Henry Addington was at Penang on 23 September and Malacca on 10 October. She reached Whampoa on 25 December. Homeward bound she was again at Malacca on 18 March 1806, and Penang on 27 March. She reached St Helena on 2 July, and arrived at The Downs on 3 September.

===EIC voyage #4 (1807-1808)===
Captain Kirkpatrick sailed from Portsmouth on 26 February 1807, bound for Madras and China. Henry Addington returned to Long Reach on 1 July 1808.

===EIC voyage #5 (1809-1810)===
Captain Kirkpatrick sailed from Portsmouth on 21 June 1809, bound for Bengal. Henry Addington arrived at Saugor on 4 November. Homeward bound, she was at Madras on 4 February 1810, Point de Galle on 17 February, and St Helena on 3 May. She arrived at The Downs on 6 July.

===EIC voyage #6 (1811-1812)===
Captain Kirkpatrick sailed from Torbay on 16 February 1811, bound for Bombay and China. She reached Simon's Bay on 18 April, and arrived at Bombay on 8 June. She arrived at Whampoa on 2 October. Homeward bound, she crossed the Second Bar on 13 December, reached St Helena on 31 March 1812, and arrived at The Downs on 13 May.

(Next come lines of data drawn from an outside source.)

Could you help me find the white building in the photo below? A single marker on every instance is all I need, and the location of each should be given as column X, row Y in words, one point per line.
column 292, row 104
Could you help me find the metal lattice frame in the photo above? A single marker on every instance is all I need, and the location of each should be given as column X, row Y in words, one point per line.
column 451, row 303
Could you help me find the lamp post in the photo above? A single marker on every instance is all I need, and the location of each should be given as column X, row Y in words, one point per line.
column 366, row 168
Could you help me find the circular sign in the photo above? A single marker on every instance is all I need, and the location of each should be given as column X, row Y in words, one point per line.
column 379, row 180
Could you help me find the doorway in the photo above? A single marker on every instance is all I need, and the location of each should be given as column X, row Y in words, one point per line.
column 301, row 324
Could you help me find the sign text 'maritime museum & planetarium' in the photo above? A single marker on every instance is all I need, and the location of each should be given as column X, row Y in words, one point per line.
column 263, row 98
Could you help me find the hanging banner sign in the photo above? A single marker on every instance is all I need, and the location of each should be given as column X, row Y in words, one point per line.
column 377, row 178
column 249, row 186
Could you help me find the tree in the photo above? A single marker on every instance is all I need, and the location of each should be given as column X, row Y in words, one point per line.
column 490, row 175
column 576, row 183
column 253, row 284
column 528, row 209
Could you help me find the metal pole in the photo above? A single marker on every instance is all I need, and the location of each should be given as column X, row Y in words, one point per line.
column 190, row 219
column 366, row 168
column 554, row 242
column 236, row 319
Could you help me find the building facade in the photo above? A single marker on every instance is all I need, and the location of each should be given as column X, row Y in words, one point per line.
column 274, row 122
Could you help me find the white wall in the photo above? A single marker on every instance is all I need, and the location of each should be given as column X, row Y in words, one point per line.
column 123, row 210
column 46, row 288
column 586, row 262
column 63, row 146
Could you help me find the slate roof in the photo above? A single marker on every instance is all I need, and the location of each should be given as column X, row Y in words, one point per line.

===EIC voyage #7 (1814-1815)===
Captain Kirkpatrick sailed from Portsmouth on 8 April 1814, bound for China. Henry Addington was at Kedah on 16 August, Malacca on 14 September, and Lintin Roads on 21 October. She arrived at Whampoa on 30 November. Homeward bound, she crossed the Second Bar on 20 January 1815, reached St Helena on 12 May, and arrived at The Downs on 19 August.

==Fate==
Henry Addington was sold in 1815 to David Hunter, who in turn sold her to ship-breakers.